Firmographic data is the inverse of the demographic data stated above. It is used as a benchmark for categorizing wholesale clients according to B2B demographic segmentation features.
- Industry type
- You’ll divide your B2B client base into groups with similar characteristics based on the six qualities described above and any other attributes you choose.
- Then, you may develop a strategy for approaching and promoting the product/service based on the usual features of the customers in each category.
However, B2B marketers should be mindful that the firmographic data does not always provide accurate customer data as it should be. Customers categorized into a category may not always have the same needs as predicted. As a result, figmographics alone will not suffice for the right segmentation strategy.
Geographic segmentation enables the marketing team to segment customers based on their geographic location. This might be as specific as a city and zip code or as vast as Australia or the Eastern European region.
Geographic data points worth considering for B2B customer segmentation include country, city, and timezone. Why is this important?
You can combine this information with demographic and behavioral data to better target your strategic marketing initiatives. For example, you’ll know the optimal time of day to send emails to maximize open rates.
Segmentation of need and demand
Needs and demands are major determinants of B2B market segmentation.

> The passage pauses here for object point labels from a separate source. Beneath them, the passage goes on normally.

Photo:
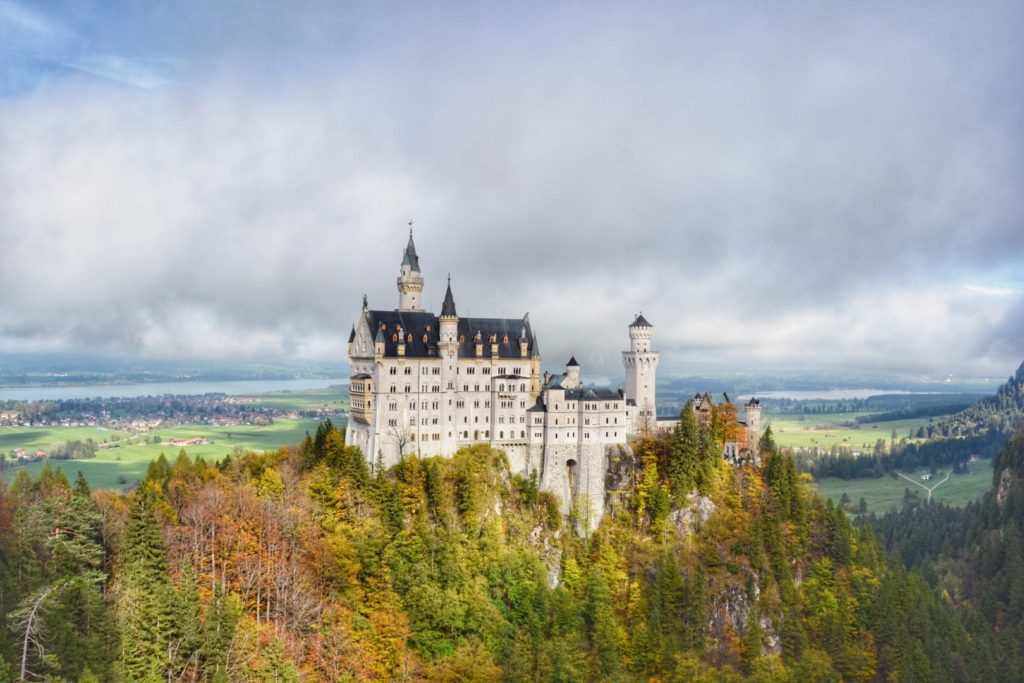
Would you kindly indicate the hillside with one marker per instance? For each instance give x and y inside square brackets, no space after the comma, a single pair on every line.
[301,565]
[975,555]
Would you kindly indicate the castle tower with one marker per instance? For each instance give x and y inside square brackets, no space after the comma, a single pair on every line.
[448,347]
[571,374]
[410,279]
[753,409]
[641,365]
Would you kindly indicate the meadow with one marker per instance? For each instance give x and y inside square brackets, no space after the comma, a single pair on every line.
[123,463]
[886,493]
[828,429]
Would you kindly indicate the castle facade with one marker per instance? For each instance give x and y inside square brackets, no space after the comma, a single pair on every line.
[429,384]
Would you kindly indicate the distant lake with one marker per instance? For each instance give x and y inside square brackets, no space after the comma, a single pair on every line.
[836,394]
[238,387]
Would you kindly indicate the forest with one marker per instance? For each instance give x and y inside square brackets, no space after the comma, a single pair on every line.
[301,564]
[981,429]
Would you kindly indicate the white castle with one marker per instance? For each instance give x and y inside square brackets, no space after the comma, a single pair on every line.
[430,384]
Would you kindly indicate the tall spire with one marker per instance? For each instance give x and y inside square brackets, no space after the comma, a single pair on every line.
[409,257]
[448,307]
[410,278]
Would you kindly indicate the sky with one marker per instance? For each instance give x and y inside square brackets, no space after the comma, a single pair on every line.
[796,186]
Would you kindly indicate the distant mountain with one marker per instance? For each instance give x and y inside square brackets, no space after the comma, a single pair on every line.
[999,413]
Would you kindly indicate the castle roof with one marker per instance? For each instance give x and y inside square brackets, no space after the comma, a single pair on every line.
[409,257]
[592,393]
[641,322]
[420,334]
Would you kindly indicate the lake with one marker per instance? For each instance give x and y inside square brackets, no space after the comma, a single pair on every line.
[238,387]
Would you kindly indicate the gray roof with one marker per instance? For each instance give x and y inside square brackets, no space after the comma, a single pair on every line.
[641,322]
[592,393]
[448,306]
[409,257]
[423,328]
[555,382]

Companies may ultimately determine their customers’ needs and demands through marketing channels like websites and customer surveys. This study is also referred to as behavioral segmentation in B2C marketing (retail customer segmentation).
You may categorize customers based on their needs for your product/service. All business segmentation data pertaining to these features that clients want would be a wonderful contribution to developing appropriate strategies.

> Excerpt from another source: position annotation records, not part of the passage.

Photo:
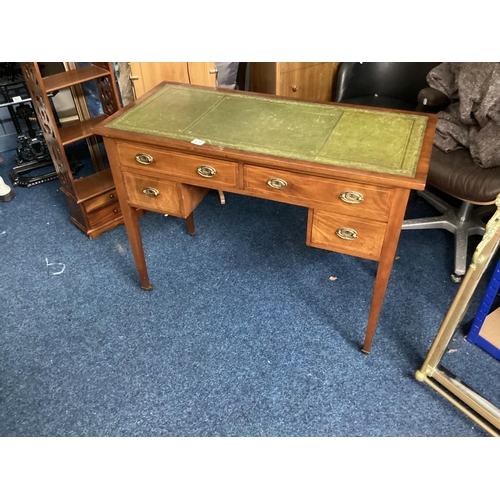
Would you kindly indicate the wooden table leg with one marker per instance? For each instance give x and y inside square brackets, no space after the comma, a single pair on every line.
[190,224]
[131,219]
[385,263]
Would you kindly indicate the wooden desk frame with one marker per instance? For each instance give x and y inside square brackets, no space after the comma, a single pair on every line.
[393,190]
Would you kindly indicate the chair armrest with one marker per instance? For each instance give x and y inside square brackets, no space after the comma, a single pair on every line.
[432,98]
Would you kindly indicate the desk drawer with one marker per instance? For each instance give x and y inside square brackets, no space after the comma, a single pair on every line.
[345,234]
[161,195]
[342,196]
[190,169]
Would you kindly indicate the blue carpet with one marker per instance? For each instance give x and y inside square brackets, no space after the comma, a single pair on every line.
[245,334]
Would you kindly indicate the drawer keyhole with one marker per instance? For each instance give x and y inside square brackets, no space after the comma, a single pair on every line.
[206,171]
[352,197]
[143,159]
[277,183]
[346,233]
[151,191]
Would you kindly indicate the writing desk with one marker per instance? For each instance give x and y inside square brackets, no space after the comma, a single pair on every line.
[353,167]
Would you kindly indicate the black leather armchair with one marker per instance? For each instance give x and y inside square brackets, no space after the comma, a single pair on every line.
[475,189]
[404,86]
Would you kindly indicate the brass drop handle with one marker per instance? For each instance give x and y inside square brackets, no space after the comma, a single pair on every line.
[346,233]
[206,171]
[151,191]
[143,159]
[352,197]
[277,183]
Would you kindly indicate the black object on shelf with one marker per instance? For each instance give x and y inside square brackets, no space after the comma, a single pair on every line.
[32,152]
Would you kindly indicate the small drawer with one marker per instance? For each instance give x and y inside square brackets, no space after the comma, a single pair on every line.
[149,193]
[104,214]
[99,201]
[345,234]
[190,169]
[342,196]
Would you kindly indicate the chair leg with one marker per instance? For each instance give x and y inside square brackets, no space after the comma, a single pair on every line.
[463,222]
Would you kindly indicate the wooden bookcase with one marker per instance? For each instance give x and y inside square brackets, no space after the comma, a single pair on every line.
[92,200]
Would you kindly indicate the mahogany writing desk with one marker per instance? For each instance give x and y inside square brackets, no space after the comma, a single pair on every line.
[353,167]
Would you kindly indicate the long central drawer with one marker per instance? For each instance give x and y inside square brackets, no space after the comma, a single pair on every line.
[191,169]
[345,197]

B2B customer segmentation based on needs begins with what draws prospective customers to your business in the first place. For example, If you’re a software (SaaS) company and a site visitor contacts you after reading a blog post on file sharing, you may realize that the visitor demands an easier way to share files. As a result, you may choose to target that prospect with further information on that subject in order to move the user through your sales funnel.

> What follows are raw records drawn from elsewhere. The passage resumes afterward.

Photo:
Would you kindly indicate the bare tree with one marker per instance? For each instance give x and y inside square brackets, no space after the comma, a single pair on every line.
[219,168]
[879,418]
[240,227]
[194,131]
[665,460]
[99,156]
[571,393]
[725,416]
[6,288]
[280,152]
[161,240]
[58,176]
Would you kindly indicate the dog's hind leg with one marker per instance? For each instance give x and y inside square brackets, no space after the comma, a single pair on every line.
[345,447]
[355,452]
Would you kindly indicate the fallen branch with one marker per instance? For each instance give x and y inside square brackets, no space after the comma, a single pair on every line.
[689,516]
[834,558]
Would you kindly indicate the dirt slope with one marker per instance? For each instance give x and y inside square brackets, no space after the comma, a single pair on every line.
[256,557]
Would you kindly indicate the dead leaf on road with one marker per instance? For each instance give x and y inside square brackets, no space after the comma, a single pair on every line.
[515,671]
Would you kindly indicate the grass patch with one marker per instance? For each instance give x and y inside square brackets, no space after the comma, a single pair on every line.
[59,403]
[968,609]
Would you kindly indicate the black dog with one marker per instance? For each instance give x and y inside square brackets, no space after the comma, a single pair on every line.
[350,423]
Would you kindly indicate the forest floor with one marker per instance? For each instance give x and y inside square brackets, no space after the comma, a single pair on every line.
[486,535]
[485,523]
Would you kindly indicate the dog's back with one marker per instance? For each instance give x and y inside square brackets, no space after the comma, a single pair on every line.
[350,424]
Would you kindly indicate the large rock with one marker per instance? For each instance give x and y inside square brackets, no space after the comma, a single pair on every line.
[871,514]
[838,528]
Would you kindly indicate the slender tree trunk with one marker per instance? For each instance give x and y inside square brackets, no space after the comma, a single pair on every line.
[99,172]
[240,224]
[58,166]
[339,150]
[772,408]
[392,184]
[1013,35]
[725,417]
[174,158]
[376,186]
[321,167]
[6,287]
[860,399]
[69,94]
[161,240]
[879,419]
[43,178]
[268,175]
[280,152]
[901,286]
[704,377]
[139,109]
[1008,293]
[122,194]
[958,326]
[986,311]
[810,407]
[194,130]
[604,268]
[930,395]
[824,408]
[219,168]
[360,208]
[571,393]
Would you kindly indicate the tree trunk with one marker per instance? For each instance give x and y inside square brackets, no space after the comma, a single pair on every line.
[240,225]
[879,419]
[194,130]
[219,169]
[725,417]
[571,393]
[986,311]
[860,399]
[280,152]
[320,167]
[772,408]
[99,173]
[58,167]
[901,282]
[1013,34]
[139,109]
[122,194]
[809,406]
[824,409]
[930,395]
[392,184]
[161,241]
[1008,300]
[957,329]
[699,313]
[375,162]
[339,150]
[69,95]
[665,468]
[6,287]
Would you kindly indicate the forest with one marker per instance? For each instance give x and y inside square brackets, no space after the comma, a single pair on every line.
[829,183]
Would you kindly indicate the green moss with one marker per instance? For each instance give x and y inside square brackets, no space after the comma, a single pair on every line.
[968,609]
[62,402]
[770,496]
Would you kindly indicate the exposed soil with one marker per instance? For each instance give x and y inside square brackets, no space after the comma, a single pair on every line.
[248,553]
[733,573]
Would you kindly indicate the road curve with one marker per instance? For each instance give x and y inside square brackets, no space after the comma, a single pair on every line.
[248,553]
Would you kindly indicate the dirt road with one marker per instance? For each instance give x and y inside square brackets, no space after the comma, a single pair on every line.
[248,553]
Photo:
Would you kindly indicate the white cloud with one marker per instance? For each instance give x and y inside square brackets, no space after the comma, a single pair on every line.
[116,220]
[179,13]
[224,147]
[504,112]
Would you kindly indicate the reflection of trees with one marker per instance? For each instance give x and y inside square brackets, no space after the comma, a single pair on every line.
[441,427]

On the other hand, the major disadvantage of this strategy is that it is difficult to ascertain the precise wants of clients. Because they do not know what they need most.
Behavioral segmentation (purchasing behavior)
Companies may ultimately determine their customers’ needs and demands through marketing channels like websites and customer surveys. This study is also referred to as behavioral segmentation in the marketing world.
In business marketing (B2B), purchasing behavior is regarded as the most important behavioral segmentation method. Therefore, B2B marketing experts have discovered three distinct customer behavior patterns based only on purchasing behavior.
Complicated purchasing behavior
A B2B buyer is actively and thoroughly involved in the purchasing process, spending time learning about the features and considerations to consider, narrowing down possibilities, and eventually making a choice.
Comparative purchasing behavior
A B2B buyer is actively involved in the purchasing process but is unaware of substantial brand differences. Therefore, they will not be able to compare products. They will make a purchase quite simply, but will request confirmatory validation following the transaction. This may occur in B2B when a customer is evaluating a new product and discovers that rival goods provide comparable features.
Habit-based purchasing behavior
A B2B customer has limited control over the purchasing process and buys out of habit. By the way, it is not something that is frequently encountered in B2B transactions. In B2B markets, everybody is replaceable.